With the Supreme Court’s decision to hear King v. Burwell, now is as good a time as any to offer a reference guide to what I’ve written on the case. I’ve also got a forthcoming point-counterpoint debating two of the architects of the exchange litigation, Jonathan Adler and Michael Cannon. I’ll link to it as soon as I can.
My first post on the exchange litigation came in January, when I explained why I think the government’s contextual reading of the ACA makes better sense of the statute than the challengers’ cramped reading of a single provision. A district court judge in D.C. endorsed that reasoning the day after I wrote the post; I wrote about his decision here.
When the challengers sought an expedited appeal, I offered thoughts on why a principled textualist ought to rule in the government’s favor. (The terrific Abbe Gluck makes a similar point in her recent post at Scotusblog.) I next asked why conservatives are so enthusiastic about the exchange litigation. The ACA isn’t going to totter even if they win, and in the meantime millions of people will be harmed.

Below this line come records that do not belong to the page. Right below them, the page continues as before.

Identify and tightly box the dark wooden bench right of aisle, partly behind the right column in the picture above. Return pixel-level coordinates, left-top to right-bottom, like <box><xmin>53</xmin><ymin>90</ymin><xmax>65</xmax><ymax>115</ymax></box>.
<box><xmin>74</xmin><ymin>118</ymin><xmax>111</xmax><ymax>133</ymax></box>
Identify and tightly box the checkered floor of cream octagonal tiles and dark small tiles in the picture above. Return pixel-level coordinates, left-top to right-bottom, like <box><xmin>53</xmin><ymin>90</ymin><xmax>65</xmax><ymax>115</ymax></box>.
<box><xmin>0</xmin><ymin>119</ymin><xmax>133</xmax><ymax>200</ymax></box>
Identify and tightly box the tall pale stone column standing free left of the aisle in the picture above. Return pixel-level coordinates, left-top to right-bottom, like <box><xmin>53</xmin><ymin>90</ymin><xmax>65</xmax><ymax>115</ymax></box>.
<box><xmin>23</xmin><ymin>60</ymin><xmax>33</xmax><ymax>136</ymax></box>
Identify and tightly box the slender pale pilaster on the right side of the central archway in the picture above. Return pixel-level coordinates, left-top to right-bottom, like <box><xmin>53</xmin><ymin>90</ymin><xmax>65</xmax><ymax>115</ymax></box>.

In the run-up to the D.C. Circuit argument in Halbig, I did my first podcast with Jonathan Adler about the case. I also discussed a fascinating sideshow at the D.C. Circuit over the proper remedy if the government lost. When Halbig and King finally came down, I wrote two quick posts on the clashing circuit court decisions. Then Adler and I did another podcast.
After Halbig, I traded posts with Adler over some nitty-gritty questions of statutory interpretation. I first pushed back—hard—on the claim that the government’s position ignores the statute or is somehow lawless. After a riposte from Jonathan about the meaning of the “by the State” language, I explained that the phrase simply can’t bear the weight he would assign to it. I made the same point in an interview with Adrianna while she was at Vox.
Questions of what Congress really meant keep creeping into the case. In my next post, I drew on some statutory interpretation theory to show that what Congress meant its statute to accomplish matters to both textualists and purposivists. In the same vein, I noted in a separate post that poorly drafted language in statutory text isn’t especially unusual and that courts still have a duty to make the best sense of that text.
I next explained why Grubergate doesn’t much move me, and shouldn’t much move you. And I fielded a question from Austin over why we can sensibly criticize the Supreme Court for getting the law wrong, even if it has the final say about what the law is.
Just a few weeks back, I criticized the challengers for wrapping themselves in the mantle of liberty by claiming that they’re trying to protect people from the individual mandate. And in early October, I debated Jonathan Adler here at the University of Michigan; there’s even a video available, if you’re curious.
Finally, I encouraged the D.C. Circuit to take Halbig en banc and argued, in a subsequent post, that there was a serious risk that the Supreme Court would end up granting King. I wish I had been wrong about that, but I wasn’t.